The incident was reported around 2 p.m. on Wednesday near Tracy and Douglas in west Wichita.
One of the men had called 911, saying his brother became unresponsive while smoking K2. By the time officers arrived, the other brother was also unresponsive.
“The use of K2 seems to have exponentially grown, and I think it has because people believe it’s a safe, legal alternative to smoking marijuana,” said addictions counselor, Chenoa Simmons Daniels.
K2 has been a controversial product that is being sold at gas stations around the country. This is an issue that several states have been dealing with over the past few years.
Synthetic marijuana, known on the streets as “K2″, “Spice”, or “Diablo”, is becoming a more common drug of choice, especially among young people due to its accessibility.
“They are stunned to hear that K2, Spice, Diablo are illegal because many of them have gone into corner stores, smoke shops, convenience stores, and seen the packages on the shelves up for sale,” Meredith Reuter, a drug abuse counselor at Higher Ground in downtown Wichita, said.

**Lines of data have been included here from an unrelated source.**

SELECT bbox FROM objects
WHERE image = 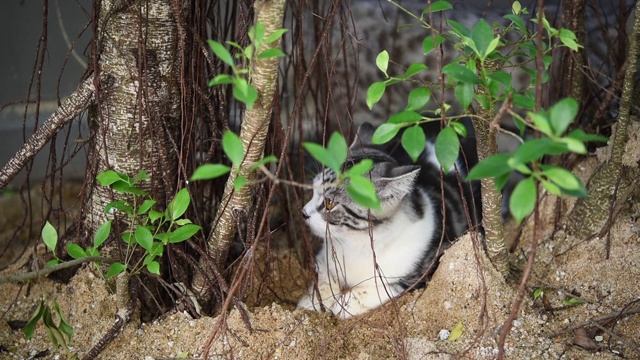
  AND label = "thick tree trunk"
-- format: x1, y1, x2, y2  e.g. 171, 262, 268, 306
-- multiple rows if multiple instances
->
568, 1, 640, 238
192, 0, 285, 302
85, 0, 180, 230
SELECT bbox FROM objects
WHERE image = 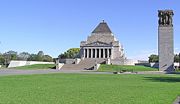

Synthetic pot is made through the spraying of chemicals onto herbs, giving users a similar feeling to the use of naturally-grown marijuana. Users report that it gives a stronger high, but more abrupt, Reuter said. It emerged in the last five years with prisoners trying to get a legal high, but in 2010, the DEA banned synthetic controlled substances.
Most synthetic pot smokers tend to use other substances, making it hard to tell if it is a more difficult substance to give up, she said.
“There’s someone I’m thinking of that talked about how this was the hardest substance for him to quit, and he considered himself very addicted to it,” Reuter said. “So I think the potential is there for it to be quite an addictive substance in certain people.”